姬青翰迫不得已偏过头,绷紧了脊背,半晌才积攒出一些力气,抬起手捏着卯日的后颈将人拉开。
他靠在车厢上,鬓发凌乱,神色倦怠,微微喘.息着抚干净唇上的血,顿了片刻,也没有看卯日。
“……降神宴生变是孤考虑不周,导致李莫闲趁虚而入行凶作乱,不仅害自己身处险境,还将城中百姓牵扯进来。事已至此,你无需搅和进来。”
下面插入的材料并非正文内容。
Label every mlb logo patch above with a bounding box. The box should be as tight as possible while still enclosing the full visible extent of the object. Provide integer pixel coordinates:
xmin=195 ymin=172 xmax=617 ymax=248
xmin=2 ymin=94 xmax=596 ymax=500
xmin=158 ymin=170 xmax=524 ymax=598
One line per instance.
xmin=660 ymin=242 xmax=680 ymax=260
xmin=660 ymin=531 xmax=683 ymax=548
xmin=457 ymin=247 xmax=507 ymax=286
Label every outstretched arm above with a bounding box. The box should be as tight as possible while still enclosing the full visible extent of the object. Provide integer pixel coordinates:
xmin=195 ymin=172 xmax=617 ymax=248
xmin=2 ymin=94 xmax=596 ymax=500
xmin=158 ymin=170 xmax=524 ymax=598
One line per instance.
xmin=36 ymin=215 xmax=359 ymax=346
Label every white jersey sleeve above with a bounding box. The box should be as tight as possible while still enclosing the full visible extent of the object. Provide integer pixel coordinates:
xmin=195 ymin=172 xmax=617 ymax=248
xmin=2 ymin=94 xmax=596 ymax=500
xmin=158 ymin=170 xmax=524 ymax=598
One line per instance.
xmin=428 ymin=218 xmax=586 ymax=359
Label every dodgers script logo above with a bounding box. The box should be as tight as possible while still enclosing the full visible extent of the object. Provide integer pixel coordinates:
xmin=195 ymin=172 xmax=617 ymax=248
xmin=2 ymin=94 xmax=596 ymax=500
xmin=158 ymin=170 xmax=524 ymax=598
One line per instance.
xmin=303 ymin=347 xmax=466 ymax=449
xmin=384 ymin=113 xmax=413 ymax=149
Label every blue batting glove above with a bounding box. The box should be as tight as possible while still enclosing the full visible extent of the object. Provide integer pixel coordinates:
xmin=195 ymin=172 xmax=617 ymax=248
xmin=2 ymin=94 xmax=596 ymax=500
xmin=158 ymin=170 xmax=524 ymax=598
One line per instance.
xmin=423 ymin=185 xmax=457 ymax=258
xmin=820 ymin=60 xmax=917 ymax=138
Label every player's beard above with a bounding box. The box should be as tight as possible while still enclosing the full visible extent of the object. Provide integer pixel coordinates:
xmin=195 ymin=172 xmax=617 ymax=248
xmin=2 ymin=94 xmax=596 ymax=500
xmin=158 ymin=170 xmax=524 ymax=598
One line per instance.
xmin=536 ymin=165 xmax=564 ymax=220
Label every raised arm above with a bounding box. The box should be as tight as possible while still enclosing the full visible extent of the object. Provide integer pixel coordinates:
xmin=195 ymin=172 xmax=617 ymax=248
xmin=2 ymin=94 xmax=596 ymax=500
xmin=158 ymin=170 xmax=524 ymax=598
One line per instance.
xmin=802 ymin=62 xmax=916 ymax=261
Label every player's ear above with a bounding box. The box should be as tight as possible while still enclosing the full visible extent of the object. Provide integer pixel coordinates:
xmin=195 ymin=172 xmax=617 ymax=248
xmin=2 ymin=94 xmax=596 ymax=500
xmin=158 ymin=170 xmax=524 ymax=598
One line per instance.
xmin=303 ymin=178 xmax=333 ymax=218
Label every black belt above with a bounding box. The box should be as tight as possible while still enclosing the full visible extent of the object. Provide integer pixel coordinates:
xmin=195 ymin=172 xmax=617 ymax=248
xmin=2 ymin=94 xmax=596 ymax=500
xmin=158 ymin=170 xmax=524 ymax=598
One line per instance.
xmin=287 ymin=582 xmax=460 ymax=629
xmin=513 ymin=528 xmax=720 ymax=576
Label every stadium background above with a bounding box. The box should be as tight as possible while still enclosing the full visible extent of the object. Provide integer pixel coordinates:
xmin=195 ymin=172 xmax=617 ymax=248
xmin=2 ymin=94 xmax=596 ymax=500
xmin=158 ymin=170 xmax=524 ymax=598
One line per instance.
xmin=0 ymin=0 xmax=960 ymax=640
姬青翰神色落寞,想起春以尘,自感失责,“近来已有太多人因为孤的一己私欲献出性命,等回了丰京,孤会向宣王请罪。”
“一己私欲?”
卯日轻哼了一声,两指捏着他的下颌,掰正姬青翰的脸。
“弟弟,还需要我教你该如何说么?太子爷受艳鬼蛊惑迷失心智,一时失察才犯下过错。而后幡然悔悟,率部下惩治了凶手,治好中毒百姓,安抚了故人家属。城中祭司深感太子爷宅心仁厚,江山有望,自发设宴祭神,重起傩舞,不光为了百姓们祈福,更是誉阐元储,寄崇明两。”
他语调轻缓,“宣王圣明,选了一个好储君。”
姬青翰移来视线。卯日的这番说辞恰到好处,不光将责任推卸到“艳鬼”身上,把降神宴之变的过失转为了太子功绩,最末还不忘赞颂宣王。这种正式说辞只有在官场耳濡目染多年才会如此。
“你想让孤把过错推卸到你身上?”
卯日在他身侧坐下,自然而然道:“为人臣,当为圣上分忧解难。”
姬青翰眸光一闪,春以尘也曾同他说过相似的话,只是这两人的性子实在天差地别,姬青翰将他们当做一个人还有些难度。
“你做过官?”
“灵山十巫算西周官吏么?”
“成王并未将灵山十巫记入史书,孤从未找到相关记录,你们算不得官吏。”
卯日没有立即回答,似乎早有所料:“那我们大约算成王养的一群……鹰犬?名声在外,富贵在天。圣上需要我们做什么,我们便去顶上去。”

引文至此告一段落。